The defunct apply built-in (Python 2.6)
Prior to Python 3.0, the effect of the *args and **args varargs call syntax could be achieved with a built-in function named apply. This original technique has been removed in 3.0 because it is now redundant (3.0 cleans up many such dusty tools that have been subsumed over the years). It’s still available in Python 2.6, though, and you may come across it in older 2.X code.
In short, the following are equivalent prior to Python 3.0:
func(*pargs, **kargs) # Newer call syntax: func(*sequence, **dict)
apply(func, pargs, kargs) # Defunct built-in: apply(func, sequence, dict)

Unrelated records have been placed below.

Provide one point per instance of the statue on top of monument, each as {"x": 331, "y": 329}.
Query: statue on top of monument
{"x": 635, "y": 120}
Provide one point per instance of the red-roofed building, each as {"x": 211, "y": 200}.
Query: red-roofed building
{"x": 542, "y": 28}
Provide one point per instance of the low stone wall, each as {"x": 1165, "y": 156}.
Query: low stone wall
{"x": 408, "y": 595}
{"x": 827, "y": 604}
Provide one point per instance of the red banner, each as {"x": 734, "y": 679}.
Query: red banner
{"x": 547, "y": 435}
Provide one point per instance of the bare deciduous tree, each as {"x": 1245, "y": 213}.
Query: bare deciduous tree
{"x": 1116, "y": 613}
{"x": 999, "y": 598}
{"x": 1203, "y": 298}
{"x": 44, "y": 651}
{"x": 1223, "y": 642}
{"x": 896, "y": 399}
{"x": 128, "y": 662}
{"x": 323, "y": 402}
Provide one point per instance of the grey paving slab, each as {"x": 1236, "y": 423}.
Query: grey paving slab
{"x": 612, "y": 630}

For example, consider the following function, which accepts any number of positional or keyword arguments:
>>> def echo(*args, **kwargs): print(args, kwargs)
...
>>> echo(1, 2, a=3, b=4)
(1, 2) {'a': 3, 'b': 4}
In Python 2.6, we can call it generically with apply, or with the call syntax that is now required in 3.0:
>>> pargs = (1, 2)
>>> kargs = {'a':3, 'b':4}
>>> apply(echo, pargs, kargs)
(1, 2) {'a': 3, 'b': 4}
>>> echo(*pargs, **kargs)
(1, 2) {'a': 3, 'b': 4}
The unpacking call syntax form is newer than the apply function, is preferred in general, and is required in 3.0. Apart from its symmetry with the *pargs and **kargs collector forms in def headers, and the fact that it requires fewer keystrokes overall, the newer call syntax also allows us to pass along additional arguments without having to manually extend argument sequences or dictionaries:
>>> echo(0, c=5, *pargs, **kargs) # Normal, keyword, *sequence, **dictionary
(0, 1, 2) {'a': 3, 'c': 5, 'b': 4}
That is, the call syntax form is more general. Since it’s required in 3.0, you should now disavow all knowledge of apply (unless, of course, it appears in 2.X code you must use or maintain...).